Christmas shopping has never been my favorite thing. As much as I try to get it all done online, invariably I find myself pushing through the crowds in a physical store because there are just certain things that I never think about buying until they are in front of me. It's not until some unknown, but relevant object seems to pop up off the shelf that I realize it's exactly the perfect gift for someone on my list.
So, in the very first store on the very first morning I set out to find those gifts, I ran into Laurie David, whom I had not seen in awhile. Laurie has been a good friend since we first met over fifteen years ago when she joined the board of PS Arts, a nonprofit arts organization with a mission to provide arts education to underserved public schools and communities. During the time she was involved with PS Arts she took our small budget and quadrupled it with her passion and savvy business acumen. I took our chance meeting as a good omen that the season was starting on a bright note.
Laurie is a powerhouse and a success in everything she does. While raising her two daughters, she co-produced An Inconvenient Truth featuring Al Gore in 2006, which focused on the global crisis of too much carbon dioxide in the atmosphere and executive produced Fed Up with Katie Couric in 2013, which looked at the childhood obesity crisis.
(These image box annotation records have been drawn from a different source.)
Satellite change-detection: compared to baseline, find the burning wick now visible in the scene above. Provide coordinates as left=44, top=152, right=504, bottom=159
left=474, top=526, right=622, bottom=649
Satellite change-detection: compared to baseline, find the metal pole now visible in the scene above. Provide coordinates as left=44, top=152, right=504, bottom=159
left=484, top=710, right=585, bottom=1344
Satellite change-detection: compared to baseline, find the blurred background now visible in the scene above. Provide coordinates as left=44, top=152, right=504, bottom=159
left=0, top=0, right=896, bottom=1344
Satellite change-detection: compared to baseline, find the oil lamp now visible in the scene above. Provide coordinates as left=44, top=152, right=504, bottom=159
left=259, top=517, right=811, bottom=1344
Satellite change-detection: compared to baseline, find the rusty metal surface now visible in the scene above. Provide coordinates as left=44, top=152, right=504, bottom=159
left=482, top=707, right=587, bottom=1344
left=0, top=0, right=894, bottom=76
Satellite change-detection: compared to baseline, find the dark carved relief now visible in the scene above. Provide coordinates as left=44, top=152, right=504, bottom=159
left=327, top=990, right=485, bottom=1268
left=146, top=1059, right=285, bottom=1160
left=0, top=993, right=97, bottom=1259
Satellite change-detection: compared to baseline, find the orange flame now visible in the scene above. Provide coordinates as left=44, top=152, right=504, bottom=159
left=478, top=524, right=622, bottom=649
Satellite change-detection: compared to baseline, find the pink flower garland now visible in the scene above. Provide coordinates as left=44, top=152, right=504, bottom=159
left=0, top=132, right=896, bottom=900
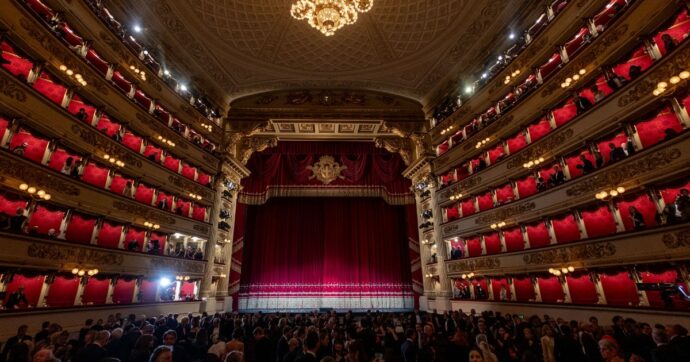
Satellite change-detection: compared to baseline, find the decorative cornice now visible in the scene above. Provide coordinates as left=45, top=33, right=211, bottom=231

One of the country's strongest and most outspoken environmental activists, Laurie has also authored several books, my favorite of which is The Family Dinner.
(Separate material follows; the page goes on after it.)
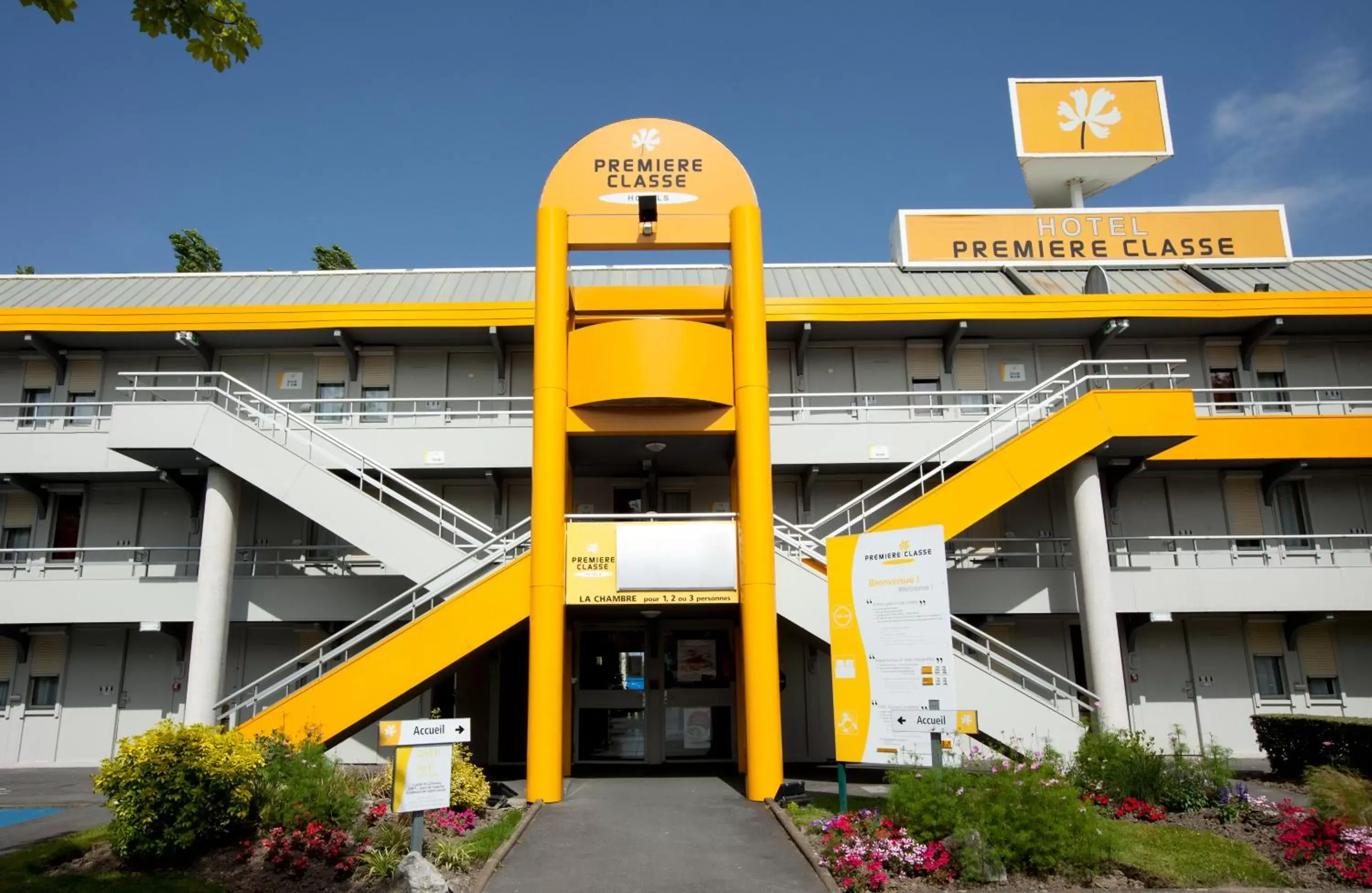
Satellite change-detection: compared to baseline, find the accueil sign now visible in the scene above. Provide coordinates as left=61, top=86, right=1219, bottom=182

In this book, Laurie brings back the ritual of family dinners that seems to have gotten lost in today's fast-paced world. She offers reasons, healthy recipes, and clever "green" ways to make that happen. One of my favorite quotes from the book is, "Together, one meal at a time, we can make family dinner the regular ritual it was always meant to be. Sacred time. Time to purposely be a family."
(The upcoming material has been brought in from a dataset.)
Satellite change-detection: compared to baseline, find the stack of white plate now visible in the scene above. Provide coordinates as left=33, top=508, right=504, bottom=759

After we had parted company and I went about the rest of my shopping, our conversation lingered, and my thoughts turned to the importance of those dinners during the holidays. While Laurie's book is about making family dinner a year-round ritual, it sometimes feels like it only happens in December and even then often gets missed under the crush of gift giving. While I put a lot of effort into making sure that doesn't happen within my own family, I am still aware how easy it is to forget that the centerpiece of our table should not be a pile of presents but the space we've created to gather together and connect.
For me, environmental health and living with a green heart is a practice that has always extended beyond the food we ingest, the products we use, and the air we breathe. It's also about the people I surround myself with. As human beings, we are hard-wired for connection. Gathering around a table during the holiday season feeds that need. Gifts are symbolic of how we feel, but the most perfect gift is the one that comes from being present and sharing from the heart. That's what creates the feeling of love and warmth that we all crave.
Perhaps that is also the reason I choose not to relegate myself to online shopping and why I make the effort to navigate the crowds in the malls so that I can be in the presence of real live humans instead of virtual ones. In this case, it led to a chance encounter with a friend I don't see enough of and who unknowingly reminded me early on in the season that the secret to living with a green heart during the holidays and all year round isn't such a secret. It's more than an exquisite table setting, a yummy meal, and the most perfect gifts. It's simply to be present with the people around you - to listen, to laugh, and to share in your joy. That's what I'll be doing this holiday season. I invite you to do the same.